We've all heard that using fresh herbs and grinding your own spices makes a huge difference in cooking. We can add that to the list of advice that tells you organic makes a difference or fresh is always better than frozen or canned.
Well, if you've tried comparing fresh fruits and veggies to their canned or frozen counterparts or enjoyed the organic produce available, you know I'm right.

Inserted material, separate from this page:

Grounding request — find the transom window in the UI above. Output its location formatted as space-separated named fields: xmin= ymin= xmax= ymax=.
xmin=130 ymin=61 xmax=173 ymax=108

BUT, just in case you aren't ready to buy into the "fresh-ground spices" hoopla quite yet, I've put together a little visual inspiration for you. For Easter's Ravioli, I decided to try grinding whole nutmeg in my little spice grinder instead of using the powdered crap that has been sitting on my shelf for a few months. I didn't know if it would really make a difference or not, but I figured I might as well give it a go on one of my more luxurious recipes.
|This is what I was able to shake out of the jar. Almost no fragrance and kind of monochromatic.|
|This is what a whole nutmeg looks like before being beaten|
|Preparing for take-off in the little spice grinder.|
|After 15 seconds of the daily grind.|
|Our friend, the nutmeg, looks decidedly more tattered.|
|The result: We have this colorful fresh spice. |
Beautiful shapes and sizes in different hues ranging from tan to dark brown. Plus, it smelled amazing.
|Just a reminder. The front pile is what nutmeg is meant to look like. And smell like, although it's hard to sniff my blog.|
The back pile is a preserved, flavorless powder with no aroma. YUK!
So the next time you are thinking, "Is it really worth grinding a whole spice/using fresh herbs rather than dried?" I'm betting the answer is "Yes!" Even if you can't taste the difference in the end product, you'll better be able to appreciate the healing aromas while you prepare your food. And that is cathartic enough to warrant a teensy bit of effort, wouldn't you say?